Am 4.5. um 21 Uhr im Huxley's Junior, Hasenheide 108-114, Kreuzberg
Chris Cacavas wird wohl auf ewig der „ehemalige Keyboarder von Green On Red“ bleiben. Dabei faßt er seine Orgel, die noch jedem die Assoziation „Doors“ entlockte, nur mehr zu den seltenen Aufnahmen seiner Solo-Platten an. Zwei Werke in drei Jahren hat der umgeschulte Gitarrist und Sänger Cacavas inzwischen verherzschmerzt und ist der einzige der Neo-Hippie-Szene der US- Westküste, der bei seinen Leisten geblieben ist. Cacavas war zwar damals in den Achtzigern keine treibende Kraft dieser Musik, aber er ist zu ihrem Testamentsverwalter aufgestiegen. Seinen neuen Job macht er gut, wenn auch manchmal hart an der Grenze zum Kitsch. Am besten ist Cacavas, wenn er so langatmig wird wie die alten Kumpels von Rain Parade, wenn er es einfach nur klingen läßt. Große Weite dann.

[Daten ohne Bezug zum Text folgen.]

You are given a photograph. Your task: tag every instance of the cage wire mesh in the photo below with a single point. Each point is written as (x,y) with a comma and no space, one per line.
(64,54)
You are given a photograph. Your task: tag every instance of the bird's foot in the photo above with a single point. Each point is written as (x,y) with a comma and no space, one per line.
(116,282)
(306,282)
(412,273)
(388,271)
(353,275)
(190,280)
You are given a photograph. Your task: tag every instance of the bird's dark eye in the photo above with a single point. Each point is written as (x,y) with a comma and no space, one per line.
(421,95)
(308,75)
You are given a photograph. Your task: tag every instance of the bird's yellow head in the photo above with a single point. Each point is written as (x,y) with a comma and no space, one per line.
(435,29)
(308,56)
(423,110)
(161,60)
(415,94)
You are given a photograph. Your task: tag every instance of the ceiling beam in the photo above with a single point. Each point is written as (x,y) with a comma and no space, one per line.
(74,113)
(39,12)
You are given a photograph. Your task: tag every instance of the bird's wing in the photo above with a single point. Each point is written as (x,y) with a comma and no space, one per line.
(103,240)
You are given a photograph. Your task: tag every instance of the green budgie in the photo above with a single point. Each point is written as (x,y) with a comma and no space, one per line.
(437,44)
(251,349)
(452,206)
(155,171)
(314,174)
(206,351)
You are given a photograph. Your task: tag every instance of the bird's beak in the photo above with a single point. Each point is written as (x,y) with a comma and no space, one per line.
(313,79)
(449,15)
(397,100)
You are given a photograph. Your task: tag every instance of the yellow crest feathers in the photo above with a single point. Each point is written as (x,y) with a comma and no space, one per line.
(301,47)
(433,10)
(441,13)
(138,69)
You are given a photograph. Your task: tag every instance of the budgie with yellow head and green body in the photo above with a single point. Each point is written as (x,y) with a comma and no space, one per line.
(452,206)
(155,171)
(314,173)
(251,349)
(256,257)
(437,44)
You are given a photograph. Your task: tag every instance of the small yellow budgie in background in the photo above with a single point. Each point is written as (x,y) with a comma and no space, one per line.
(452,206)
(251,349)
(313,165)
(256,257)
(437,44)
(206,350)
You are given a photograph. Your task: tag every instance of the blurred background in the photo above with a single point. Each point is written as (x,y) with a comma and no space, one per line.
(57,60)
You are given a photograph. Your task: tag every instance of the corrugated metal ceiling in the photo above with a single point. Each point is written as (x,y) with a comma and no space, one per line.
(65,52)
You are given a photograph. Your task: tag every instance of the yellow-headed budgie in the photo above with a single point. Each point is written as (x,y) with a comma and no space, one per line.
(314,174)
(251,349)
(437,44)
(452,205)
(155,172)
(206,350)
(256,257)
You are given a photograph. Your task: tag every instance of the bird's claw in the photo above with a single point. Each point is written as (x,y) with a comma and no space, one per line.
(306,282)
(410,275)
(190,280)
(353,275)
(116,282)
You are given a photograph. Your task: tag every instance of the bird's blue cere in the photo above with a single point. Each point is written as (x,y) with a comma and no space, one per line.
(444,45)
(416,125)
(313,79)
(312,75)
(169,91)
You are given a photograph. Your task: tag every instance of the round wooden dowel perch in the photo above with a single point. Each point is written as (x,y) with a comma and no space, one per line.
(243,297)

Am 4.5. um 20.30 Uhr im Loft, Nollendorfplatz, Schöneberg
Manchmal schreibt man traurige Lieder, auch wenn man es gar nicht so meint. Ken Chambers passiert das nicht nur manchmal, ihm passiert das immer. Mehr als zehn Jahre gibt es seine Band, die Moving Targets, jetzt schon, und all die Jahre standen sie im Schatten anderer Postpunk-Heroen aus der Heimatstadt Boston: Lemonheads, Gang Green, Bullett Lavolta oder Buffalo Tom. Irgendwann war das auch Chambers leid und tauschte die Band gegen einen Gitarrenplatz bei Bullett Lavolta.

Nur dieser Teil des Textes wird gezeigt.